My response: “Okay, those are all good things, but maybe we need to step back a bit and forget about the treadmill for a minute. What is it you actually like to do for exercise?”
Her answer? Yoga. “But yoga won’t help me lose weight.”
My response: “How much weight will you lose if you never actually workout?”
Her response: “Um…oh. Well. Yeah. I get that.”
The point is, if you like yoga, start there. If you like taking walks, do that every day. Is it an hour of intense, lung-burning cardio? No. Will it change the world? Maybe not mine, but it might change yours.
Spend time doing what you enjoy and, eventually you’ll probably want to expand your horizons and try new things. You’re not going to get anywhere if your workouts are miserable.

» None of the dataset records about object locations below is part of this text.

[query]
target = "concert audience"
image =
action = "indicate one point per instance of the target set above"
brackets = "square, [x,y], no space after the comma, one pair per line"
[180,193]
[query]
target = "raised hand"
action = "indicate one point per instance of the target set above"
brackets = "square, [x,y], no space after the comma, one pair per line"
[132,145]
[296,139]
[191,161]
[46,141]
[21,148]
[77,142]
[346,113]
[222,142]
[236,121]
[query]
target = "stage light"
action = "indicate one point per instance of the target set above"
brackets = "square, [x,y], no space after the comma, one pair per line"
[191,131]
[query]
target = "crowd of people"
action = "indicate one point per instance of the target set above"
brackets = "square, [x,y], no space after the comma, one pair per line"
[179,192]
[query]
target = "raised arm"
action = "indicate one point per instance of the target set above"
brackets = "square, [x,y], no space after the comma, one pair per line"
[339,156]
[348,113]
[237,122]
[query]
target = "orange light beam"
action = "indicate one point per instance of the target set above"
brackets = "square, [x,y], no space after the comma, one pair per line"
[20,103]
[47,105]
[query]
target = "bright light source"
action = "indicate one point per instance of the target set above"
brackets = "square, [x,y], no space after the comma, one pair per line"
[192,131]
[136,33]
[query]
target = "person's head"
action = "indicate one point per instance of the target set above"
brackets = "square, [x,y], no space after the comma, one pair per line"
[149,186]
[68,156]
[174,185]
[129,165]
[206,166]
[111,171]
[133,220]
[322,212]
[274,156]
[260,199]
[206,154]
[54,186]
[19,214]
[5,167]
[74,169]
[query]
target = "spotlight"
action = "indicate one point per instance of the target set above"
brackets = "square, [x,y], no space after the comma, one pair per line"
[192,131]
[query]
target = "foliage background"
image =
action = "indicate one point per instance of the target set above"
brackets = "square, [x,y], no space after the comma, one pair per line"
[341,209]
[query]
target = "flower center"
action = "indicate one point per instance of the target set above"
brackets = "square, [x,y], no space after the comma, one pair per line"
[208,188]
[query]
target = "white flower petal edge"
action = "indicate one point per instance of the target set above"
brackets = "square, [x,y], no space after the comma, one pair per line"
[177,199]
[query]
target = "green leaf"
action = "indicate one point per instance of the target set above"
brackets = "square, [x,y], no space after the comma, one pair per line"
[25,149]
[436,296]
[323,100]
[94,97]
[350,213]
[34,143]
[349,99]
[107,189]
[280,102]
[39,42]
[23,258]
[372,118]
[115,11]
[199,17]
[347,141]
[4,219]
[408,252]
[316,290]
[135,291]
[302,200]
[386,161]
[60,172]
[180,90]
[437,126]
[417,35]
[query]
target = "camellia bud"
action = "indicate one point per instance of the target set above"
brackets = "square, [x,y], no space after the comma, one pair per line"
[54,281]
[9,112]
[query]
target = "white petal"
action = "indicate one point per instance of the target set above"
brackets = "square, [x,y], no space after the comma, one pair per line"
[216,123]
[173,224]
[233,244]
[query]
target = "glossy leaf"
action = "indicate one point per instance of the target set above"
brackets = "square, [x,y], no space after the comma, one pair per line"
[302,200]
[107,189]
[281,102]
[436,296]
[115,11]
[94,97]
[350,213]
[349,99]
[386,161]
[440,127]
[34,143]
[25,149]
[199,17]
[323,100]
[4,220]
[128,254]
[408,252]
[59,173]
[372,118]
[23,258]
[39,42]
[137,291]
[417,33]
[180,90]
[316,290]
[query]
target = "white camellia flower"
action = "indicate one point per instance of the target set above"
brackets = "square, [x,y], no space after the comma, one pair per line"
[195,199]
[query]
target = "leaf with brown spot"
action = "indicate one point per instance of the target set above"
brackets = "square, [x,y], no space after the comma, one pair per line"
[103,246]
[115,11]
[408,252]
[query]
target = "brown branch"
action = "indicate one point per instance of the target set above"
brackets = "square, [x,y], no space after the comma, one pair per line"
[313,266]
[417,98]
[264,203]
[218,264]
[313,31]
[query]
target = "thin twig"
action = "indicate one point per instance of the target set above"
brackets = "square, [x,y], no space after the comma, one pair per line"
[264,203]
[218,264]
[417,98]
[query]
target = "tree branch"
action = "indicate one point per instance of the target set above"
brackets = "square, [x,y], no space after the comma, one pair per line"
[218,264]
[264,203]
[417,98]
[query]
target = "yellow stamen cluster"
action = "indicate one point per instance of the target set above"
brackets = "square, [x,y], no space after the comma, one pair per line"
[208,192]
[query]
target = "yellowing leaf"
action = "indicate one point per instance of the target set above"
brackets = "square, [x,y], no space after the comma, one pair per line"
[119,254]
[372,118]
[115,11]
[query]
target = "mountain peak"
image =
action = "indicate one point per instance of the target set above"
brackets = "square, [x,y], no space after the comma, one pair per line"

3. It Has to Fit and It Has to Make Sense
The way most people approach exercise is to try to fit their lives around it. Like, someone told you (maybe me, probably everyone who ever talks about exercise) you have to workout for at least an hour every day.
So you plan on doing that every day, but then you don’t do it. Why?
It could be because you’re doing something you hate (see above). It could also be that it doesn’t fit with your current lifestyle and situation.
If you don’t have an hour, forget trying to workout for an hour. If you hate the gym and it’s nowhere near where you live, you don’t have to go there.
Think about what actually fits with your life. Sit down with your schedule, your to do list, your calendar and ask yourself –
- Where can I fit in some exercise?
- How can I do my workouts in such a way that my entire life isn’t disrupted?
- What would actually make me feel good to accomplish every day?
For example, would a 10-minute workout make you feel good? What about a daily walk after lunch?
What makes sense to YOU. That’s much more important to figure out than to keep scheduling things that don’t work.
With all that in mind, how can you find the value in exercise? How can you make it worth doing? Once you figure that out, the rest gets a little easier.